Artinya: “Kalian akan dipimpin oleh para pemimpin yang mengancam kehidupan kalian. Mereka berbicara (berjanji) kepada kalian, kemudian mereka mengingkari (janjinya). Mereka melakukan pekerjaan, lalu pekerjaan mereka itu sangat buruk. Mereka tidak suka dengan kalian hingga kalian menilai baik (memuji mereka) dengan keburukan mereka, dan kalian membenarkan kebohongan mereka, serta kalian memberi kepada mereka hak yang mereka senangi.” (HR. Thabrani).

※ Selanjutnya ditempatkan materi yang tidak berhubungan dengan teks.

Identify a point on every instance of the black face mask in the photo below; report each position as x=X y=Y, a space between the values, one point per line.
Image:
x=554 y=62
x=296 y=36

5. Para pemimpin yang mengangkat pembantu orang-orang jahat dan selalu mengakhirkan shalat (mengabaikan syariat)
Dari Abu Hurairah RA yang berkata bahwa Rasulullah SAW bersabda: يَكُونُ فِي آخِرِ الزَّمَانِ أُمَرَاءُ ظَلَمَةٌ، وَوُزَرَاءُ فَسَقَةٌ، وَقُضَاةٌ خَوَنَةٌ، وَفُقَهَاءُ كَذَبَةٌ، فَمَنْ أَدْرَكَ مِنْكُمْ ذَلِكَ الزَّمَنَ فَلا يَكُونَنَّ لَهُمْ جَابِيًا وَلا عَرِيفًا وَلا شُرْطِيًّا.

Artinya: “Akan datang di akhir zaman nanti para penguasa yang memerintah dengan sewenang-wenang, para pembantunya (menteri-menterinya) fasik, para hakim nya menjadi pengkhianat hukum, dan para ahli hukum Islam (fuqaha’nya) menjadi pendusta. Sehingga, siapa saja di antara kalian yang mendapati zaman itu, maka sungguh kalian jangan menjadi pemungut cukai (kerana khawatir akan bersubahat dengan mereka).” (HR. Thabrani).

6. Para pemimpin yang memerintah dengan diktator (kejam).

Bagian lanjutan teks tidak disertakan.